芦戸、切島、瀬呂、上鳴、砂藤は非常にやる気満々で楽しみにしていた模様。辛い事が多い林間合宿だがこの肝試しは飴なのだからある意味当然なのかもしれない。特に彼らは補修組なのでそれが強く出ている、が―――そこに相澤の捕縛布が彼らを拘束する。

 

「その前に、大変心苦しいのだが……補修連中はこれから俺と授業だ」

『嘘でしょ先生!!?』

「生憎マジだ。日中が疎かになってたのでこちらを削る」

『勘弁してぇぇぇぇッッ!!!!』

『試させてくれぇぇ!!!』

 

悲鳴混じりの声が徐々に遠くなっていく、自分も赤点を取っていたらああなっていたのかと思うと少しばかり恐ろしくなってくる。
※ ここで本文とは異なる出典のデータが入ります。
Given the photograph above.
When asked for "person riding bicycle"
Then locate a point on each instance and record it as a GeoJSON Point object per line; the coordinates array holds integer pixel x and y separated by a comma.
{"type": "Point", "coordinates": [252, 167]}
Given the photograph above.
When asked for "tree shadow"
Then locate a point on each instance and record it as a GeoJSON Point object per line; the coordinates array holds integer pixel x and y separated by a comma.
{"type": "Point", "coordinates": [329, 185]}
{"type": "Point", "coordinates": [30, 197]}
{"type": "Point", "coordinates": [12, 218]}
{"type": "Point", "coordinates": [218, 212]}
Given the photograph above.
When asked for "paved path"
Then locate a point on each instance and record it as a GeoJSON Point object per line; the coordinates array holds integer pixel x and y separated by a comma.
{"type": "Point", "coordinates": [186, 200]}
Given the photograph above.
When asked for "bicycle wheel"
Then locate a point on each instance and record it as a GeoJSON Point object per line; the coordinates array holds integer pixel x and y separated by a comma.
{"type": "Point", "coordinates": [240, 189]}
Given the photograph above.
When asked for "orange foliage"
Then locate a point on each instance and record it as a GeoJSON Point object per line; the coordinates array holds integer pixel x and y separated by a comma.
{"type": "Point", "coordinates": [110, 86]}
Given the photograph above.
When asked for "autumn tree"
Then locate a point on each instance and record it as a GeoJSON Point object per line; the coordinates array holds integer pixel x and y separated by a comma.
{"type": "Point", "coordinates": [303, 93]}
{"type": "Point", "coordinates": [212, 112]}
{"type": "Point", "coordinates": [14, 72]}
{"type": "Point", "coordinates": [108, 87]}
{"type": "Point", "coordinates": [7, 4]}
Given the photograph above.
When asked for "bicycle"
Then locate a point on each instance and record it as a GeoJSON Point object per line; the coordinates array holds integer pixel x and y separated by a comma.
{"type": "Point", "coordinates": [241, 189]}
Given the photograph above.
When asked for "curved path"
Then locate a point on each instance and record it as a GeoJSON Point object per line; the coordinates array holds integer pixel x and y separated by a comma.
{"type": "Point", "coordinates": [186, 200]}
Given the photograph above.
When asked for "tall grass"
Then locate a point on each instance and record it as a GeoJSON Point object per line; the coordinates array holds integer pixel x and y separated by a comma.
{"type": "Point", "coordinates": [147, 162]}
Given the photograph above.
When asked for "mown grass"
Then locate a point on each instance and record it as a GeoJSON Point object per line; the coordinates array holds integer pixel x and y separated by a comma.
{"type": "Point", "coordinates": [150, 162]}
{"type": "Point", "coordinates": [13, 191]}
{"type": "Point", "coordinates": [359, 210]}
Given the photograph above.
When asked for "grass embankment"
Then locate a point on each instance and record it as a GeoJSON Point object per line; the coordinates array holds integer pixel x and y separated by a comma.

彼らを見送った後、今度は自分達が順番を決める事になった。

 

「あっ私とだね獣王君、宜しくね!!」

「ああ、宜しく」

 

翔纏のペアは透明の個性を持った葉隠だった。今まで余り絡まなかった相手だがこれはこれでクラスメイトと話のタネには丁度良い、そしてトップバッターであった翔纏はそのまま森の中へと入っていく。目的は奥で待機しているラグドール、そこでお札を確保して戻ってくる。張り切って奥へと進んでいった時、翔纏は自分が思っていた以上にあっさりとその時が来たと思った。

 

「葉隠さん、このまま拳藤たちと引くよ」

「でっでも如何やって!!?」

「俺に任せて、それに相澤先生が良いタイミングで許可をくれた……これなら思いっきりやれる!!」

 

頭へと響いてくるのはマンダレイのテレパスによる緊急入電、A組とB組の全員へと伝えられる戦闘許可。これならば―――自分は今の状況を覆すジョーカーとなる事が出来る。

 

「ちょっちょっと待って翔纏アンタまさか!!」

「そのまさかだ―――俺はっ後悔しない!!!変身!!!!」

 

クワガタ!

カマキリ!

バッタ!

 

ガタキリバ!!

 

 

自分が何をするのか察した拳藤は口を手で覆いながら大いに焦った。だが翔纏はその言葉を聞かなかった、この状況では一刻の猶予も無い。だからこそ行動しなければならない、ガタキリバへと変身した翔纏は即座に複数の分身を生み出した。そして―――

 

「頼むぞ俺達、皆を助けろ。全力で戦え!!!」

『おう!!!』

 

その言葉に応えるように散っていく分身たち、そして拳藤や葉隠らを抱える為の分身と共に翔纏は脱出を図る―――ヴィランに襲撃されているこの状況で前に進まないなんて事はしてはいけない。